IA et emploi : méfions-nous des récits trop commodes

Converteo

L'IA sert souvent d'alibi aux plans sociaux, mais son impact réel reste flou. Il faut distinguer discours marketing et recherche, et négocier son usage en entreprise.

Depuis dix-huit mois, à chaque annonce de plan social dans une grande entreprise, le même mot revient comme une évidence : l'intelligence artificielle. Des banques françaises aux cabinets de conseil et géants de la tech américaine, l'IA est devenue la justification universelle des réductions d'effectifs. Ce réflexe devrait nous alerter. La confusion entre le phénomène réel et les récits qui l'entourent nous empêche de prendre les bonnes décisions.

La destruction créatrice est difficile à vivre, même quand elle crée

Le concept est simple : en théorie une technologie détruit des emplois, en crée d'autres, et le solde finit positif. Difficile en pratique, car destruction et création n'arrivent jamais au même rythme ni dans les mêmes lieux. On voit les postes supprimés mais on peine à anticiper ceux qui naîtront. Ce biais est renforcé par un effet de bulle : les écosystèmes où l'IA se déploie le plus vite sont aussi ceux où l'enthousiasme est le plus fort. Mais ce sentiment est minoritaire.

Aux États-Unis, la part de la population enthousiaste vis-à-vis de l'IA diminue depuis l'arrivée de ChatGPT ; au Royaume-Uni, la défiance grandit à mesure que l'on s'éloigne des grandes métropoles. Ce scepticisme n'est pas irrationnel. Il s'enracine dans un terreau réel, nourri par les crises successives et le sentiment de décrochage des classes moyennes.

Deux typologies d’acteurs fabriquent activement la confusion

Les vendeurs de technologies d'IA ont d'abord intérêt à dramatiser leurs propres prouesses : "Tous les emplois intellectuels sont menacés" ; "ce que j'ai créé me dépasse", etc. Ces formules ne sont pas neutres. Elles sont diffusées pour créer l'urgence d'achat et déplacer le point de référence du prix. On ne compare plus une licence IA au coût d’un logiciel ou d’un équipement informatique, mais à celui de la masse salariale.
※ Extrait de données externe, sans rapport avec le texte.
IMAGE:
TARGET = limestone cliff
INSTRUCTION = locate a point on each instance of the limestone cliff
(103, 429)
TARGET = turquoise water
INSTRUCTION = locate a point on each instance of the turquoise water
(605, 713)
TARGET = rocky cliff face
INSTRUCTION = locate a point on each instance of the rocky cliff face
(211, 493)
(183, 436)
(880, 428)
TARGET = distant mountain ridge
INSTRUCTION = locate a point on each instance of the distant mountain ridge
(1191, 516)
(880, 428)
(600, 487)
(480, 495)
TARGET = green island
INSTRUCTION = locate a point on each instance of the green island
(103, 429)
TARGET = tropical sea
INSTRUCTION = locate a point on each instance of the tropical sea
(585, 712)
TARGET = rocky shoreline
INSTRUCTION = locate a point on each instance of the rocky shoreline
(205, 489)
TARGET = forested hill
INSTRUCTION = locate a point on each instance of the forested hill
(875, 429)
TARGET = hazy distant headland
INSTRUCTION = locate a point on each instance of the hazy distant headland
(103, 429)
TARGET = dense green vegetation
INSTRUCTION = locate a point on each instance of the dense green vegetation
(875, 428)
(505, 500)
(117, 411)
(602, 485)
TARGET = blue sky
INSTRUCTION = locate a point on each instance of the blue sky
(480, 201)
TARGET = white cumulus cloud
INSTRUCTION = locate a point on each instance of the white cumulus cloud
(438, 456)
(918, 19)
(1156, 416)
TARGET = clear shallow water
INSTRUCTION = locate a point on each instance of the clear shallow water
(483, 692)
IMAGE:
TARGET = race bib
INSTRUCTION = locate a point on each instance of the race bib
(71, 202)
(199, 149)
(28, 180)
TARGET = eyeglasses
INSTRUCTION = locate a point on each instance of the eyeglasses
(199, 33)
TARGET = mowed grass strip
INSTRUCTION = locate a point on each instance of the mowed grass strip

C’est un déplacement rhétorique qui fait mécaniquement grimper la disposition des clients à payer le prix fort.

Les dirigeants qui annoncent des réductions d'effectifs constituent l'autre source de confusion. L'IA est devenue le récit le plus porteur pour travestir en modernité revendiquée, une coupe budgétaire, ou une volonté d’économie, qui ne font alors plus l’objet d’une explication honnête. Les vraies raisons de ces décisions sont souvent multiples et parfois parfaitement rationnelles, mais elles sont difficiles à défendre devant les actionnaires, les partenaires sociaux et les pouvoirs publics, quand la simple évocation de "l’IA" fait office de formule magique.

Ce que la recherche dit vraiment

Face à ce brouillard, il existe une approche plus rigoureuse. Les travaux de Daron Acemoglu et Philippe Aghion - tous deux Prix Nobel - proposent un cadre d'analyse par les tâches : quelle part du PIB est réellement exposée à l'IA, quelle fraction de cette exposition est rentable à automatiser une fois intégrés les coûts d'infrastructure et de formation, et quelle économie nette en résulte. Les conclusions, qui diffèrent d’ailleurs chez les deux économistes cités, sont quoi qu’il en soit plus modestes que les discours prophétiques : quelques dixièmes de point de PIB selon les modèles —ce qui est par ailleurs tout à fait désirable pour des économies comme la nôtre ! Pour les directions générales, ce cadre issu de la recherche constitue une boussole autrement plus fiable que l'intuition ou la rhétorique pour identifier à quel moment l'IA représente un risque réel, et celui où elle génère de véritables gains de productivité.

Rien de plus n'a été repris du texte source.